# Best approach to Normalize Phase Contrast Images

Hi Masters of Image Processing!

I’ve recently wanted to use CARE on phase contrast (PH) images, and I am wondering what the best way to normalize these images is.

The built-in quantile-based way works fine but I have found that due to the uneven nature of the background in PH, creating patches for training benefits from including the background.

But when there are background patches with no signal, quantile-based normalization exaggerates the background.

I tried using a fixed-value normalization (Just dividing by an arbitrary value) to ensure the data lies between [0;1] but I think I could do better…

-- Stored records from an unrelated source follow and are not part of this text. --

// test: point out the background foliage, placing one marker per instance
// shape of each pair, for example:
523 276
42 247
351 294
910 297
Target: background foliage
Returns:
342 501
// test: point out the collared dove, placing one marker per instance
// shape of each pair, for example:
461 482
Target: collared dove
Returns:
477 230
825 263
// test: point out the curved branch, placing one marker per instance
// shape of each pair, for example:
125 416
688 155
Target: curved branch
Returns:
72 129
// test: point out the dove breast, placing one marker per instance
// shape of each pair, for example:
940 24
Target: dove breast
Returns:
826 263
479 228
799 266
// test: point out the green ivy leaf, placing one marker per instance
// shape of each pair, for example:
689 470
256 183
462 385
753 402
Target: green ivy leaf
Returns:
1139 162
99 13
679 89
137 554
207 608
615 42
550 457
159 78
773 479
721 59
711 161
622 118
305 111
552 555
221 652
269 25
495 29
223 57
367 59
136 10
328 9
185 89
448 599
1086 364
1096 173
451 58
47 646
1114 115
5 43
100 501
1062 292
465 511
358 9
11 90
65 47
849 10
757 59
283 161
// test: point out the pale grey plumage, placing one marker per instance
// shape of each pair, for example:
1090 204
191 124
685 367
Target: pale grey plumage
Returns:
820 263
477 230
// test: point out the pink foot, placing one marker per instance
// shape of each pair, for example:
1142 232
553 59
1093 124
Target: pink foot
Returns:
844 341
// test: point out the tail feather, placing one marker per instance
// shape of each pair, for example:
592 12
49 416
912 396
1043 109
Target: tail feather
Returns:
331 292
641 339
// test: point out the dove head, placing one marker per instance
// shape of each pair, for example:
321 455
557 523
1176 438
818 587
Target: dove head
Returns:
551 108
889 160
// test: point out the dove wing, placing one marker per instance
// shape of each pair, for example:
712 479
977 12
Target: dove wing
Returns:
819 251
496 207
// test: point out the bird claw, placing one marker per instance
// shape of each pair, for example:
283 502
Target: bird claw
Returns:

One idea is to use a mode or median-based normalization. That is, considering that in my images there will always be over 50% of background, I can

1. Smooth the image slightly
2. Compute the mode (or median)
3. Divide the image by this value times an arbitrary value

I looked around different papers working on phase contrast images, but most normalize the data after some initial processing of the PH image (after a Laplacian or Hessian or Gradient) and none mention how the PH image could be normalized.

Do you think that the median-based approach makes sense? What other methods have you used/know of?

Thanks for any input!

[EDIT : Post was sent before it was completed]

4 Likes

Hi @oburri,

Makes sense.

The CARE data generation always computes the normalization from the entire image, and then applies it to all extracted patches from that image. Hence, as long as you don’t have purely background images, the normalization should work for generating the training patches.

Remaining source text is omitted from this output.